Penelitian secara in vitro dan in vivo menyebutkan bahwa ekspresi CEBPA
dapat dihambat oleh BCR-ABL melalui jalur MAPK-hnRNP-E2 pada kasus CML
blast crisis (Chang et al., 2007). Pada penelitian tersebut, ekspresi CEBPA hanya
dilihat pada CML blast crisis saja dan belum dilihat pada fase kronik. Pada
penelitian ini, ekspresi CEBPA dibandingkan antara CML fase kronik dan fase
lanjut. Hasil penelitian menunjukkan bahwa ekspresi CEBPA pada fase kronik lebih
tinggi dibandingkan fase lanjut, namun hasil tersebut tidak berbeda nyata secara
statistic (Tabel 7). Meskipun demikian, persentase sampel dengan ekspresi CEBPA
yang menurun pada fase kronik maupun fase lanjut hampir seimbang, yaitu sebesar
42,6% (26/61) pada fase kronik dan 47,1% (8/17) pada fase lanjut (Tabel 8).

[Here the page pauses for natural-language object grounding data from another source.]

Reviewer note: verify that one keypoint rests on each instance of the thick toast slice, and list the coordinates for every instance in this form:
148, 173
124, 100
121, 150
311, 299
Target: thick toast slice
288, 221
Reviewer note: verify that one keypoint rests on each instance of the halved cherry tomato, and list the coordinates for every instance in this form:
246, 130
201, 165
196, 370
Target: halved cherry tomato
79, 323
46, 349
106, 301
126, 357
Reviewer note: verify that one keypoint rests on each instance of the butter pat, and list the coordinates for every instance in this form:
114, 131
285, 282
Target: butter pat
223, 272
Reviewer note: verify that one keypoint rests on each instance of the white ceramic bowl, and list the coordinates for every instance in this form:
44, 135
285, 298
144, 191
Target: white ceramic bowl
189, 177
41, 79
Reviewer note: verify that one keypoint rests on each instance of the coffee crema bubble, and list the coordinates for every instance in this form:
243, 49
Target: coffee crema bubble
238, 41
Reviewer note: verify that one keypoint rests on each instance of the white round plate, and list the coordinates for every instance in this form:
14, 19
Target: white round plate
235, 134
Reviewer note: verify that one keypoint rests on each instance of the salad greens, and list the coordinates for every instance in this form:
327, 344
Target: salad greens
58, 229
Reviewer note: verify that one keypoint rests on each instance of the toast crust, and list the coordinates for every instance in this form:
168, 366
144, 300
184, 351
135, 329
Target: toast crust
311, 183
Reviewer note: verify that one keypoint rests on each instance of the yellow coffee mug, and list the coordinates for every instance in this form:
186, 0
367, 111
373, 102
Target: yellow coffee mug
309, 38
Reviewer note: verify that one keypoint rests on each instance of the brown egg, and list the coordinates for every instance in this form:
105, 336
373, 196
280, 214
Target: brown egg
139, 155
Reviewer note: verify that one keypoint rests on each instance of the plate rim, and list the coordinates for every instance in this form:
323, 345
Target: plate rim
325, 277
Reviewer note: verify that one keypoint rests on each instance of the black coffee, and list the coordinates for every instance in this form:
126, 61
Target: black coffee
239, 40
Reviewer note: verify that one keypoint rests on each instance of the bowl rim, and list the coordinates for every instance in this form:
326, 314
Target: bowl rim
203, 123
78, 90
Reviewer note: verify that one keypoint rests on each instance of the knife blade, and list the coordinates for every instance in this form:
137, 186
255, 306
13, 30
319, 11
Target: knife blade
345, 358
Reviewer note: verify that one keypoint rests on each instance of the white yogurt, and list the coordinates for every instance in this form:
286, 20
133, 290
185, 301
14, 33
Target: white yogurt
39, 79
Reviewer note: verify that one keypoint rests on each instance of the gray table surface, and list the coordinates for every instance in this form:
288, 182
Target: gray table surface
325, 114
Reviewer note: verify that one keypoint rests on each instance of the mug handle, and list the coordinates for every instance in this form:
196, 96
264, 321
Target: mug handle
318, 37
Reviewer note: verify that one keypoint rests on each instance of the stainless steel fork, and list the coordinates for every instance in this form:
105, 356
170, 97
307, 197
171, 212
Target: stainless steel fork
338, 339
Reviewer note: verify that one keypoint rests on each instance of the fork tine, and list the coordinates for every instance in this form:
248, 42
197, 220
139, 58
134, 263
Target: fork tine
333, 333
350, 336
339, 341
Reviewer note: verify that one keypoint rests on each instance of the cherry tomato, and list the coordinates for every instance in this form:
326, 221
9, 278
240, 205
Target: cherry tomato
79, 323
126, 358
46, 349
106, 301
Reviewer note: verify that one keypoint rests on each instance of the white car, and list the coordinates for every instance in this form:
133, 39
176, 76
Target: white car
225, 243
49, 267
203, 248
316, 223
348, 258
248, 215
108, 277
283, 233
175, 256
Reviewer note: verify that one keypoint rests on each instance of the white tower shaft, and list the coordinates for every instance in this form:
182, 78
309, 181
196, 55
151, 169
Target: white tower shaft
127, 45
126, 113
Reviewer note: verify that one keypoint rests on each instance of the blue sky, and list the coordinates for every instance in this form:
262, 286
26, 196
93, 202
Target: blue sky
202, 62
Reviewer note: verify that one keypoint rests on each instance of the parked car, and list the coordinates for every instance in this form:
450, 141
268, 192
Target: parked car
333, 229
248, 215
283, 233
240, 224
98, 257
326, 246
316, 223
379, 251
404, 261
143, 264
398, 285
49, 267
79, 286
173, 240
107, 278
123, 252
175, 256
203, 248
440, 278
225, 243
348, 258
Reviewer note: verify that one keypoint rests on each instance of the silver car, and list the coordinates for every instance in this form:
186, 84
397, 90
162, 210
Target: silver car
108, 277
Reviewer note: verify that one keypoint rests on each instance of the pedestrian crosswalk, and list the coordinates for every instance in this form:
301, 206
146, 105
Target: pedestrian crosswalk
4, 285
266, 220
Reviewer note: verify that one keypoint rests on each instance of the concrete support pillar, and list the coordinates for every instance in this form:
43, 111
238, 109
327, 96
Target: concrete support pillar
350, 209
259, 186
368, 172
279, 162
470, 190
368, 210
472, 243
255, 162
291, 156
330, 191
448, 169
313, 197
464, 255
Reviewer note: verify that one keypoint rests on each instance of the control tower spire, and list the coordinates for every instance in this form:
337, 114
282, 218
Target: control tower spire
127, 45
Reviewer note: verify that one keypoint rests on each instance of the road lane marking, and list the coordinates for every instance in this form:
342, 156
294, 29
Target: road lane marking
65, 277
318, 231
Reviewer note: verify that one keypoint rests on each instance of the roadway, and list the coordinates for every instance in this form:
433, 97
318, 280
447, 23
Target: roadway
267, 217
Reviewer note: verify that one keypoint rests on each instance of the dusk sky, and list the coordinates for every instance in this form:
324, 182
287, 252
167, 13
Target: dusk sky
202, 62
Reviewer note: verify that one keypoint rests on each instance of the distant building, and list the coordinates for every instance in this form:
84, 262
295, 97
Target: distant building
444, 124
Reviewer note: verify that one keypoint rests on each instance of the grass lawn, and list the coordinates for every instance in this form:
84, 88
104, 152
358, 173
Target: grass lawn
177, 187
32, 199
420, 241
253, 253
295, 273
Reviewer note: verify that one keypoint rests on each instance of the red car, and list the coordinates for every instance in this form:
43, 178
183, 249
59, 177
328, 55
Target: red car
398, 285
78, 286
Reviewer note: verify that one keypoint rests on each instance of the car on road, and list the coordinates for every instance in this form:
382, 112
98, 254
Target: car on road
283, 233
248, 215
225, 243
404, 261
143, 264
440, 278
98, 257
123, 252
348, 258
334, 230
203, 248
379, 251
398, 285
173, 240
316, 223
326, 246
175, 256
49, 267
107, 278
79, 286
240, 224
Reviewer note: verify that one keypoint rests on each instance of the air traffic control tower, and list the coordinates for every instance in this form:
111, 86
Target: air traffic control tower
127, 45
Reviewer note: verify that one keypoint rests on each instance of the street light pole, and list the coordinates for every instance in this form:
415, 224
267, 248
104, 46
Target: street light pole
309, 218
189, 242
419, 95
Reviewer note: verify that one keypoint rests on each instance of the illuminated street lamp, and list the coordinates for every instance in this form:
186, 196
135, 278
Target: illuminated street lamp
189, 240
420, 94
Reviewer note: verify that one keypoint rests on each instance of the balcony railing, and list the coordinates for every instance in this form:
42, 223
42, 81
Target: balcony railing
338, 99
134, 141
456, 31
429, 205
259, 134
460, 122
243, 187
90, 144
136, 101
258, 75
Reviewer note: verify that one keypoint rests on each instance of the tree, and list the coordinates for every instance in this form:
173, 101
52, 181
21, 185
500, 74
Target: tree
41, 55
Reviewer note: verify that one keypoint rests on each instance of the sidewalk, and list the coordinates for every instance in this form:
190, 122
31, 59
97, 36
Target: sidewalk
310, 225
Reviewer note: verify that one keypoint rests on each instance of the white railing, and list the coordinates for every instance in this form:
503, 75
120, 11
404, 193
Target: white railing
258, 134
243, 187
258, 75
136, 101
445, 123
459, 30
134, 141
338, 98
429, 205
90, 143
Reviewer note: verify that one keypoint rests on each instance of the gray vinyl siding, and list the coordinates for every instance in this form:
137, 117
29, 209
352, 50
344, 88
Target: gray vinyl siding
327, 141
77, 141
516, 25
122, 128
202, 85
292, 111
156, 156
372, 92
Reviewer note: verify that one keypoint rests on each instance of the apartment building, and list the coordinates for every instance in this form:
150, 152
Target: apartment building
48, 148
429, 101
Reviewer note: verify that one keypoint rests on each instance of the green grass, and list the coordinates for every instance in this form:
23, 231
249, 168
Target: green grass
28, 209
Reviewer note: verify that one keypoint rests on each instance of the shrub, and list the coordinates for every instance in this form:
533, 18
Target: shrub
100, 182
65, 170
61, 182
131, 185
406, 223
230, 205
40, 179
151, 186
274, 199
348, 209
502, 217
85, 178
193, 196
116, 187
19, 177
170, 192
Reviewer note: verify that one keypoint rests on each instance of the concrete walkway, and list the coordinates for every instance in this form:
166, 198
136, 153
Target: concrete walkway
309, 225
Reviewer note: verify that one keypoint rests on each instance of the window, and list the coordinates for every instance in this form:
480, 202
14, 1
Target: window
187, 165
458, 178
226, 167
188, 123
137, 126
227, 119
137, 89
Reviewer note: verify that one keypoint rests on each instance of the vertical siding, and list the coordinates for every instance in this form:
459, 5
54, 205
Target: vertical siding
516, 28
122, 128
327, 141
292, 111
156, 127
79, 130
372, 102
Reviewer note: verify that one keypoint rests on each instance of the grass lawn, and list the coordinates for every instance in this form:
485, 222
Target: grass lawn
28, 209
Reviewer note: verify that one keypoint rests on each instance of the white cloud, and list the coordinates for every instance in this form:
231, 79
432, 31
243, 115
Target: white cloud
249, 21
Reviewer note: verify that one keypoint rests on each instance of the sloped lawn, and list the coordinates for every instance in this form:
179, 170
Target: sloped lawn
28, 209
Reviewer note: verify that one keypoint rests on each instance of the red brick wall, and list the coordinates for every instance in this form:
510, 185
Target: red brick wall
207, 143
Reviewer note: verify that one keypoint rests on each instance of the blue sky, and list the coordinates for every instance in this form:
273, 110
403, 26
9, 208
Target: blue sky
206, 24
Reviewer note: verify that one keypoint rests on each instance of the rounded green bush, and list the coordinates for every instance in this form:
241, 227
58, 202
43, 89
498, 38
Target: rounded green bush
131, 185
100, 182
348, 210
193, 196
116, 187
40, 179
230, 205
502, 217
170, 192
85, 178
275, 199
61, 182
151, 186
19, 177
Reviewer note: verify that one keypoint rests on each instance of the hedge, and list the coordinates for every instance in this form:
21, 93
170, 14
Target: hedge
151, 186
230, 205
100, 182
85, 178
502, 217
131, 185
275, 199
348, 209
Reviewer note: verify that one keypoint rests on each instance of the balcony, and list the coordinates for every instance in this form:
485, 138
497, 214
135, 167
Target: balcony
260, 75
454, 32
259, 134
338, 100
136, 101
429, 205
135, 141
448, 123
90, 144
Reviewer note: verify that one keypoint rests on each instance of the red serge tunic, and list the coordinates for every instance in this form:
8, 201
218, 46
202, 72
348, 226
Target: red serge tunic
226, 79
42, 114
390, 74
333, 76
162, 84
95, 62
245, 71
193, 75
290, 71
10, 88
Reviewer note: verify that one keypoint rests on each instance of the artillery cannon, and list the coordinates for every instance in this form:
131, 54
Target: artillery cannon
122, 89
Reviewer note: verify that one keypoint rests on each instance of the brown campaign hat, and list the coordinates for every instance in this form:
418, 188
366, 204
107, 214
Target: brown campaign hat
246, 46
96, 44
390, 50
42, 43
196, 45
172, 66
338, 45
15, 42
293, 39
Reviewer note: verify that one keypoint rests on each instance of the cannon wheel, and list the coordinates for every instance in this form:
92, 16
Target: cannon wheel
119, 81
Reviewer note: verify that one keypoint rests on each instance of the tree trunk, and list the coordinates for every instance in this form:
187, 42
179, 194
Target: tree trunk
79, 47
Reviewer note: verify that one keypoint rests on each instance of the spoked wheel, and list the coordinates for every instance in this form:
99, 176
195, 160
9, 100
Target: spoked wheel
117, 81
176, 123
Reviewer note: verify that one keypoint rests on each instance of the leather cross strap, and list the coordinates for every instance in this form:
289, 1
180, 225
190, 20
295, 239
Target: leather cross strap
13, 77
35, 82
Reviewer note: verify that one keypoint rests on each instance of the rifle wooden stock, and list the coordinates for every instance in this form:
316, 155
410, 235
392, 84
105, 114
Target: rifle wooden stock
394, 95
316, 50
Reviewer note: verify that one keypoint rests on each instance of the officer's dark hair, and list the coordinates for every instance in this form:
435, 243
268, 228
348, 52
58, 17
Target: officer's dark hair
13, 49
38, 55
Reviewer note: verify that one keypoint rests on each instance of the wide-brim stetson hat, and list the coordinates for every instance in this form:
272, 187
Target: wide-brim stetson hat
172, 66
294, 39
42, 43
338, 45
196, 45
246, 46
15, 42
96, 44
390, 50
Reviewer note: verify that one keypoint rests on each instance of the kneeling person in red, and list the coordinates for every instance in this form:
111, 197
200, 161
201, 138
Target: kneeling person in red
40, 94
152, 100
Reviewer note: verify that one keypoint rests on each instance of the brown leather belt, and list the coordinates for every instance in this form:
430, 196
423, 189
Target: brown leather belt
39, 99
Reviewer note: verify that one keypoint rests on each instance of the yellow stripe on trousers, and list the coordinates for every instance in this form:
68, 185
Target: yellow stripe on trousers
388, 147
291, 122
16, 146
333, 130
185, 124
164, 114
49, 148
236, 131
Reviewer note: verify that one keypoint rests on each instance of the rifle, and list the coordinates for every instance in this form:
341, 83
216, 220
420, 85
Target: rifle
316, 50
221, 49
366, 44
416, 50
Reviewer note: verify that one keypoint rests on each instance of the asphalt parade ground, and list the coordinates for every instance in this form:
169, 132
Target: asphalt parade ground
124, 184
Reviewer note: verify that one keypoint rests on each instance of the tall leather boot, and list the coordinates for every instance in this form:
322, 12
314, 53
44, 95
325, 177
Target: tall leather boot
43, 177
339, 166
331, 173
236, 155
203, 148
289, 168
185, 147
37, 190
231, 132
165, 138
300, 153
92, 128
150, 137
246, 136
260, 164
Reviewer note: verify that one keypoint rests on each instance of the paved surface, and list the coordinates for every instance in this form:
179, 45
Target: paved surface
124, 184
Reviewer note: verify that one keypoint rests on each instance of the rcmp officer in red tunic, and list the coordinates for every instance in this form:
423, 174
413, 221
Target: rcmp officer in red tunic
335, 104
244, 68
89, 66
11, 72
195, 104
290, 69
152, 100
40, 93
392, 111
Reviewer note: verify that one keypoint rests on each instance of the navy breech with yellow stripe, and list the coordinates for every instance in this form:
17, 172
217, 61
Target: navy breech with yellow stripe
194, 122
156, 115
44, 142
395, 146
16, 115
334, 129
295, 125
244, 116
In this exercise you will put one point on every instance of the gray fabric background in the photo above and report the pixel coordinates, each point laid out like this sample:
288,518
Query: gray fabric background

Persentase yang cukup besar pada fase kronik dan fase lanjut tersebut dapat
menimbulkan dugaan bahwa terhambatnya diferensiasi akibat ekspresi CEBPA yang
rendah pada kasus CML sudah dimulai sejak fase kronik, sehingga tidak menutup
kemungkinan bahwa ekspresi CEBPA yang rendah pada kedua fase memiliki peran
dalam perkembangan CML. Meskipun demikian, hasil penelitian ini belum dapat
62
membuktikan bahwa ekspresi CEBPA yang rendah dapat menyebabkan diferensiasi
sel myeloid terhambat. Jumlah sampel yang tidak seimbang antara fase kronik dan
fase lanjut pada penelitian ini diduga dapat mempengaruhi hasil analisis statistik.
Selain itu, berbagai faktor diantaranya adalah gen-gen yang mempengaruhi ekspresi
CEBPA juga diduga dapat mempengaruhi hasil yang diperoleh.
V.3.4. Kesimpulan
Berdasarkan hasil penelitian ini dapat disimpulkan bahwa:
1. Ekspresi Hes-1 pada CML fase lanjut lebih rendah dibandingkan fase kronik.
2. Ekspresi CEBPA tidak berbeda antara CML fase kronik dan fase lanjut.